The article’s authors note that the U.S. Department of Education has recognized ASAP as “an example of a promising intervention to increase low-income student success,” and say that members of the House Committee on Education and the Workforce announced a bill in September 2017, the Community College Student Success Act, to fund community colleges to “develop and implement programs modeled after ASAP to improve degree completion.” A national-level policy based on the ASAP model could be funded in several ways, including federal grants, that states or institutions could seek to implement or adapt ASAP-like programs, according to the article.
ASAP has sharply increased three-year associate degree attainment. The article notes that an analysis of the most recent five cohorts – Fall 2009, Spring 2010, Fall 2010, Fall 2011, and Fall 2012 – found that ASAP students had a three-year graduation rate of 52.4 percent, 25.6 percentage points higher than the comparison group’s rate of 26.8 percent. At CUNY overall, the systemwide, three-year graduation rate at the community colleges has risen to 21.9% (Fall 2013 cohort) from 13.3% in the year before ASAP launched (Fall 2006 cohort), in part due to the growth and success of ASAP.
The City University of New York is the nation’s leading urban public university.
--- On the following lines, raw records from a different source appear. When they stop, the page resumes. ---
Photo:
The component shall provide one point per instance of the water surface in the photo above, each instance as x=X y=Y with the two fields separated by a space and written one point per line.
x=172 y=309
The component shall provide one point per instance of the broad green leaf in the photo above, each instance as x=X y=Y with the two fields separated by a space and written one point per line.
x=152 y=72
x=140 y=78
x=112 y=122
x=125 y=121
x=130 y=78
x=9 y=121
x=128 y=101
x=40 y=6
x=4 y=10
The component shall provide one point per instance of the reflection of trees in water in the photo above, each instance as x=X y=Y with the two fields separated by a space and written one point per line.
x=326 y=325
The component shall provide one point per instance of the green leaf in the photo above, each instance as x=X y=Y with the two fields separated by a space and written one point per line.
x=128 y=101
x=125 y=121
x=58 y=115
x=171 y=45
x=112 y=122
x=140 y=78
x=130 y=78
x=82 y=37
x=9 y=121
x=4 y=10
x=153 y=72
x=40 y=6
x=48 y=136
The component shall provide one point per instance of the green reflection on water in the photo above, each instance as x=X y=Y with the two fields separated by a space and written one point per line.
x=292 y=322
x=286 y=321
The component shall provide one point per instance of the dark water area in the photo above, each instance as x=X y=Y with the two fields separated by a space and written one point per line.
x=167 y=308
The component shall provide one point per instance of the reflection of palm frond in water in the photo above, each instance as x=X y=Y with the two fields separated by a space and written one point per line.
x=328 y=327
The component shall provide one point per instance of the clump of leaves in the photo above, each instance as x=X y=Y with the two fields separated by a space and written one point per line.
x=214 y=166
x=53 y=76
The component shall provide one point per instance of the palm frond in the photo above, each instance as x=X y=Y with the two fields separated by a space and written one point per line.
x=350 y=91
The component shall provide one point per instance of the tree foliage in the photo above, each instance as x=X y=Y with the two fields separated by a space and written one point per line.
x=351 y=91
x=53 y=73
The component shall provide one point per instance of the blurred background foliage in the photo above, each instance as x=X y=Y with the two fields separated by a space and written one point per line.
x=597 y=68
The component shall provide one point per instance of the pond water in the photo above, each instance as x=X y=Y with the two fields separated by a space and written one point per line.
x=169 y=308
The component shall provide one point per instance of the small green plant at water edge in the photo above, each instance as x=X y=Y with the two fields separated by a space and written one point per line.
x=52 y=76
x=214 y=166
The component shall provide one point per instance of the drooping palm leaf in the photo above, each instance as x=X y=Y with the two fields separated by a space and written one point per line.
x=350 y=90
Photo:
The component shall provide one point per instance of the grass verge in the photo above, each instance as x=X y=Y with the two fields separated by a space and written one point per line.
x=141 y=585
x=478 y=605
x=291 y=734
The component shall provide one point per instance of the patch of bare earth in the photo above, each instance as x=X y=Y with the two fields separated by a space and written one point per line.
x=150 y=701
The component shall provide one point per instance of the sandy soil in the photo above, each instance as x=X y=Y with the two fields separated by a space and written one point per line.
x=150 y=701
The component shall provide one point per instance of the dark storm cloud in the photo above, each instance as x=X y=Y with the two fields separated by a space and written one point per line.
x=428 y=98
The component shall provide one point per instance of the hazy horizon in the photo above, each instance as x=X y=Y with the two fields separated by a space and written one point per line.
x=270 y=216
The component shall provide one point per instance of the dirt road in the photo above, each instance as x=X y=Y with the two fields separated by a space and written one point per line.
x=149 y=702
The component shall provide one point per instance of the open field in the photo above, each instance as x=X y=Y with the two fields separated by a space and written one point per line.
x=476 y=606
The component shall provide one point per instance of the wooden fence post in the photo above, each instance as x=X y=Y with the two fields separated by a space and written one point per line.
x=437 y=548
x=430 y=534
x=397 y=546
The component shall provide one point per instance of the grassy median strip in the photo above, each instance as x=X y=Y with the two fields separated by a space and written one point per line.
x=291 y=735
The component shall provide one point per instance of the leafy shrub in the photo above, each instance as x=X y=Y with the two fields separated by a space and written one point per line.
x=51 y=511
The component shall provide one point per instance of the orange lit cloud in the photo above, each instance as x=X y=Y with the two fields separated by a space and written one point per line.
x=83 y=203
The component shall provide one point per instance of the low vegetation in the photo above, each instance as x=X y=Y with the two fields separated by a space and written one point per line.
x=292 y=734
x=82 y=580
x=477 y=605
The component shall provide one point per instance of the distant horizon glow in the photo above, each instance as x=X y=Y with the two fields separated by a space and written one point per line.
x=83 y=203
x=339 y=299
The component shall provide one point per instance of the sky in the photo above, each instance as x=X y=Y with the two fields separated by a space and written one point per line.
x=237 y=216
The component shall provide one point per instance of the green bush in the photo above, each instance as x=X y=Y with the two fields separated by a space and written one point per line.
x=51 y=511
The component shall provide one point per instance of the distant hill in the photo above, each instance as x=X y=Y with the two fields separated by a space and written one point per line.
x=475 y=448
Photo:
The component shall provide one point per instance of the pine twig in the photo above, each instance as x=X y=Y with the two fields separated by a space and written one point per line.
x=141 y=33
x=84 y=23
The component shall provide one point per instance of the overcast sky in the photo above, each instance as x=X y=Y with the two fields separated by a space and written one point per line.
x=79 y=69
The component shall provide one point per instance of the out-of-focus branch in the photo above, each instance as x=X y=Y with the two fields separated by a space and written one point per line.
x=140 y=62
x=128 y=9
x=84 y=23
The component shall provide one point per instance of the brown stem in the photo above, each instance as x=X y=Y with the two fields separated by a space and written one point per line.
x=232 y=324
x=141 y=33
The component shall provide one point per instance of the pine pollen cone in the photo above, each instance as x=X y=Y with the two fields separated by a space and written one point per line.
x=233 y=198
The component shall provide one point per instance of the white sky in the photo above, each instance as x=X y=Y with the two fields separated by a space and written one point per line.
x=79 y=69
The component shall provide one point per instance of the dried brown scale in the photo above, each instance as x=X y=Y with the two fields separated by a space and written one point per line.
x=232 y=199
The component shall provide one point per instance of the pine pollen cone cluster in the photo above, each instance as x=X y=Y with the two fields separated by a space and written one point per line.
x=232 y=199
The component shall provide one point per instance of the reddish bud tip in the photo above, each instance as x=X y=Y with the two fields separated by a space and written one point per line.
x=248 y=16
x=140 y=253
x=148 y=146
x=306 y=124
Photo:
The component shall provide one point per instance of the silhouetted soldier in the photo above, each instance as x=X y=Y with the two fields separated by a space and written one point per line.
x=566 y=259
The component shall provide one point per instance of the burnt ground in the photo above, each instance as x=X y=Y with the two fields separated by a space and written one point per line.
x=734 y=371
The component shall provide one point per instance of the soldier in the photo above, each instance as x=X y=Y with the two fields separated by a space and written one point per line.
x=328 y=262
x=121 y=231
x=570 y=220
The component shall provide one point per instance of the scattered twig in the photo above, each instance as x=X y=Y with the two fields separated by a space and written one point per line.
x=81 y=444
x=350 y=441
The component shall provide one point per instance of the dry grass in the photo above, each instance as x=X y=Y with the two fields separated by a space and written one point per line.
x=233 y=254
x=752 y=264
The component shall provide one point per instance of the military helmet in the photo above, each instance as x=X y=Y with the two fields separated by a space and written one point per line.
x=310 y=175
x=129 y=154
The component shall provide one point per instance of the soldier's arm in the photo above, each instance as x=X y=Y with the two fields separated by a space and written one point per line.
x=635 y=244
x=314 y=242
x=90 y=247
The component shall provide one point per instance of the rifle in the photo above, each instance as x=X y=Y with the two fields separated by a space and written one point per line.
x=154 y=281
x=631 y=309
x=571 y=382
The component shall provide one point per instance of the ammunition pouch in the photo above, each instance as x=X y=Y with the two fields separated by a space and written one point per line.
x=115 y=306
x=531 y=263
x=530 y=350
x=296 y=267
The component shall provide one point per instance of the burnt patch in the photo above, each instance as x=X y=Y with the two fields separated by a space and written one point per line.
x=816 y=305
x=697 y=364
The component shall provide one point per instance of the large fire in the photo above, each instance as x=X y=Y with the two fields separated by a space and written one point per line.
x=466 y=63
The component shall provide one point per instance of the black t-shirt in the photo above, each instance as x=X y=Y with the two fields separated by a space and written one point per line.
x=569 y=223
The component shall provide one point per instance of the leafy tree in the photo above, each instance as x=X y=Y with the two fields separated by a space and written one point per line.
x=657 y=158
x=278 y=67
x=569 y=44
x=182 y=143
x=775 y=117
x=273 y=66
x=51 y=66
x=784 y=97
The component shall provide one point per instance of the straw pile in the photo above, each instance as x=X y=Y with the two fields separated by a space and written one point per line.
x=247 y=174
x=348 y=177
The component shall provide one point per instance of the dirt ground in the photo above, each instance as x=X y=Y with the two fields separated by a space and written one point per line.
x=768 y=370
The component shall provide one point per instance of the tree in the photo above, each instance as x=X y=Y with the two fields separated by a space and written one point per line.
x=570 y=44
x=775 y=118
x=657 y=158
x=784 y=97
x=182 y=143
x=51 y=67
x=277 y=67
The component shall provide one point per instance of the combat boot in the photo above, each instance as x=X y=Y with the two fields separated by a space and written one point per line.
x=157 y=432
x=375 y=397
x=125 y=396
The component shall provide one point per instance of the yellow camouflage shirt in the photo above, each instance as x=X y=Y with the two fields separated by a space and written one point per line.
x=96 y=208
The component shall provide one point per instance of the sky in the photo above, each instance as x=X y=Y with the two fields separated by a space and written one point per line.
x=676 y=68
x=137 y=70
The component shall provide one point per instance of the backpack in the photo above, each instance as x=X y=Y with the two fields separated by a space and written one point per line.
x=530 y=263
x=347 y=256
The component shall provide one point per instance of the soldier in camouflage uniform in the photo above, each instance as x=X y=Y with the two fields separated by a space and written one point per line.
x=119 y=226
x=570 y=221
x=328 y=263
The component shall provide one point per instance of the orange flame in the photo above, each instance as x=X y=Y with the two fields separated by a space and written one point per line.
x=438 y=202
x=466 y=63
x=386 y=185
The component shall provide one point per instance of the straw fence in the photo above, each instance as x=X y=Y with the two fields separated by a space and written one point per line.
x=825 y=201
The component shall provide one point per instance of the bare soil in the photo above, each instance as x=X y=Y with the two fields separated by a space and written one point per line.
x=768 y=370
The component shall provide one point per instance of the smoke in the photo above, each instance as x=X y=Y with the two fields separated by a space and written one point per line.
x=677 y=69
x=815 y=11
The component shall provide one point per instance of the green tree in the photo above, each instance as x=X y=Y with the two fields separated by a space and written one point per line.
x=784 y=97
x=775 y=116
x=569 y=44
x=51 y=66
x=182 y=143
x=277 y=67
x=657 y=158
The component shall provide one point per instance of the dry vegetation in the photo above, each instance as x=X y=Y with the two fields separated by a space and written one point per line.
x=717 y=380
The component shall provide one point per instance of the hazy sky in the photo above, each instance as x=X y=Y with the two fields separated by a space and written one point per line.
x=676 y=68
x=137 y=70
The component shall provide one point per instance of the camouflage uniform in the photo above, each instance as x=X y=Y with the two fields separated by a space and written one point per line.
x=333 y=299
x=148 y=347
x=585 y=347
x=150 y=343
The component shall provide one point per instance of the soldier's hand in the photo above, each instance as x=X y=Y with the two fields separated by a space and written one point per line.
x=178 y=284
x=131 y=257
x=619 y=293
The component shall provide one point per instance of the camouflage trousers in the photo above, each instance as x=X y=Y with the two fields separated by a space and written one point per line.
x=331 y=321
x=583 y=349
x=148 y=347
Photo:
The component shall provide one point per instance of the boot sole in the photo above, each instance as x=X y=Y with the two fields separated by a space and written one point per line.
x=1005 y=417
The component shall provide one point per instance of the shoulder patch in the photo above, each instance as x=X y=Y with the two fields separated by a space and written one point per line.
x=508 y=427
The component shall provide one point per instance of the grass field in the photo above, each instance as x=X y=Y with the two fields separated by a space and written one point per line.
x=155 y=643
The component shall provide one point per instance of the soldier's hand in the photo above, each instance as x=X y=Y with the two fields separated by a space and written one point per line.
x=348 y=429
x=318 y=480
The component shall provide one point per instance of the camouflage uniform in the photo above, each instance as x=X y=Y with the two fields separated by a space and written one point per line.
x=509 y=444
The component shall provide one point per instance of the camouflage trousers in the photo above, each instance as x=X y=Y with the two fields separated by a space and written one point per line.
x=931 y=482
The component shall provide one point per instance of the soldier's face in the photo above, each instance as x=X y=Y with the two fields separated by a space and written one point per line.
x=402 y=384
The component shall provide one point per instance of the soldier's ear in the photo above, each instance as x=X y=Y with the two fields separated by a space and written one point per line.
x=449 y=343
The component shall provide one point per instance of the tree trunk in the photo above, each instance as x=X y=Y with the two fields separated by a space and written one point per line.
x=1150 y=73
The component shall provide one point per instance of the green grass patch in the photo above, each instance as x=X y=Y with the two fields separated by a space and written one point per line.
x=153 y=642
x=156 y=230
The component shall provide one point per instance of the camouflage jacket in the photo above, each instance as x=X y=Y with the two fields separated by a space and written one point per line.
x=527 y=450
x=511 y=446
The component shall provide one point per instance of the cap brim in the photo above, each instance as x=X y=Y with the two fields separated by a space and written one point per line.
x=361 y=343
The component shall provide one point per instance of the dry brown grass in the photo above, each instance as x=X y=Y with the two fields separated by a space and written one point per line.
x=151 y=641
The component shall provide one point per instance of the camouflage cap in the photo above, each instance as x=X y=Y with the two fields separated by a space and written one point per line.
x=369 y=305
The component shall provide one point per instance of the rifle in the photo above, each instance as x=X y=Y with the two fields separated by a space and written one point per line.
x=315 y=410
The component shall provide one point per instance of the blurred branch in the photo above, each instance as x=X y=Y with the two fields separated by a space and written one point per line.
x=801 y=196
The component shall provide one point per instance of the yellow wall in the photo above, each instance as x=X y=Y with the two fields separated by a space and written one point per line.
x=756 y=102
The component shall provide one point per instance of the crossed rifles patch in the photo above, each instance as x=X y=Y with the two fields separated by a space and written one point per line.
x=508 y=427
Founded in 1847, CUNY counts 13 Nobel Prize and 23 MacArthur (“Genius”) grant winners among its alumni. CUNY students, alumni and faculty have garnered scores of other prestigious honors over the years in recognition of historic contributions to the advancement of the sciences, business, the arts and myriad other fields. The University comprises 24 institutions: 11 senior colleges, seven community colleges, William E. Macaulay Honors College at CUNY, CUNY Graduate Center, CUNY Graduate School of Journalism, CUNY School of Law, CUNY School of Professional Studies and CUNY Graduate School of Public Health and Health Policy. The University serves more than 272,000 degree-seeking students. CUNY offers online baccalaureate and master’s degrees through the School of Professional Studies.